-02.検証実験
俺は改めてブレザーの内ポケットから当たりくじを出して、何度も確認した。
しばらく呆けた後、はっとして俺はスマホのメールを見返した。
01.【豪運(ごううん)】
運気が上がる。賭け事で当たりやすくなる。感が冴える。
確かに。
これって今日だけなのかな?それともこれから先、ずっと?
…これってえらいことだよね。
俺はネットを使って宝くじのサイトを開いた。
未成年の換金は…大丈夫そうだ。
えっと、身分証明書と印鑑があればいいのか。
身分証明書って住民票とかかな?生徒手帳では無理だろうな。
さて、俺はこれを親に話すべきなのだろうか。
うん。母さんに話して協力してもらおう。
俺は2階の自分の部屋から出て、キッチンにいるはずのかあさんに声をかけた。
「母さん。ちょっと相談したいことがあるんだけど。」
とそう言うと、
「なになに?紀夫が相談って珍しいわね。

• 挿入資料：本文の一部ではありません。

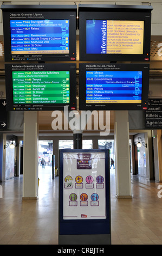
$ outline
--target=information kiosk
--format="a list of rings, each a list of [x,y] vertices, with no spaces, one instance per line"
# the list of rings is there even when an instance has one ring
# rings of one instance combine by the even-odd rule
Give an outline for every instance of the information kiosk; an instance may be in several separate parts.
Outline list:
[[[60,245],[108,245],[109,150],[60,150]]]

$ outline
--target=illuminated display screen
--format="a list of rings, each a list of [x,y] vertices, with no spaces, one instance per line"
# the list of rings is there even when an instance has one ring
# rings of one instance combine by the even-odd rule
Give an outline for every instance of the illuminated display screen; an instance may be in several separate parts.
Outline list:
[[[86,71],[86,103],[141,103],[141,71]]]
[[[11,53],[69,53],[69,21],[10,21]]]
[[[12,72],[14,104],[69,102],[69,71]]]
[[[5,64],[7,110],[76,109],[76,64]]]
[[[80,60],[148,62],[151,5],[79,4]]]
[[[74,61],[76,5],[2,5],[5,62]]]
[[[92,54],[142,54],[144,21],[86,21],[86,50]]]

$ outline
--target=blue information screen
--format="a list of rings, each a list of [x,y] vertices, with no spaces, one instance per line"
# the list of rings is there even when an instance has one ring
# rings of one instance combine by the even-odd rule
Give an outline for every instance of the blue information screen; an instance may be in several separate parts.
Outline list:
[[[10,21],[11,53],[69,53],[69,20]]]
[[[142,72],[87,71],[86,102],[141,103]]]

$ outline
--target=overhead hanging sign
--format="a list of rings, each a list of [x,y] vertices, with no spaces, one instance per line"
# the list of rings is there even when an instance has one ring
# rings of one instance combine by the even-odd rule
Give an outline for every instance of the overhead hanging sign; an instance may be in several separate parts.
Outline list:
[[[5,99],[0,100],[0,130],[7,129],[8,115],[6,105]]]
[[[152,130],[162,129],[162,99],[150,99],[145,112],[145,127]]]

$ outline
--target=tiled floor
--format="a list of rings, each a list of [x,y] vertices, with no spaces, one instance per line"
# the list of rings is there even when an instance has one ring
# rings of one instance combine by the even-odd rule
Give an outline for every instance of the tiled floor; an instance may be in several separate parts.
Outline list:
[[[131,175],[132,199],[115,197],[111,170],[113,245],[161,245],[162,197],[159,183]],[[0,245],[58,244],[58,177],[39,171],[39,199],[22,201],[22,176],[1,183]],[[161,193],[162,194],[162,193]]]

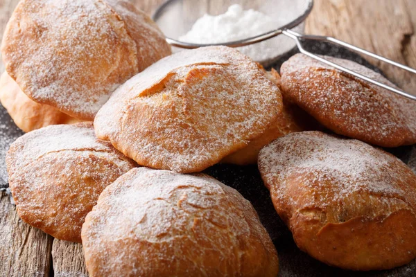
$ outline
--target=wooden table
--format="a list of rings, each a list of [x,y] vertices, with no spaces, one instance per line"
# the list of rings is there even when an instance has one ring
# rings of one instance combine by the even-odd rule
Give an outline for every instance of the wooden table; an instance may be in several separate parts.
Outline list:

」
と嬉しそうに、近寄ってきた。
俺はリビングのソファーに座り、さっき当たったスクラッチカードをテーブルに置いた。
「さっき学校帰りにそこのスーパーのところにある宝くじ売り場で、スクラッチカード買ったんだ。」
「へ~。あんたがそんなギャンブルみたいなのに手を出すって、珍しいわね。」
といいながら、そのスクラッチカードを拾い上げてみた。
「で、いくらか当たったの?」
「310万円」
「え?」
母さんはそろった絵柄と、裏に書いてある当選絵柄と当選金額を何度も何度も見返していた。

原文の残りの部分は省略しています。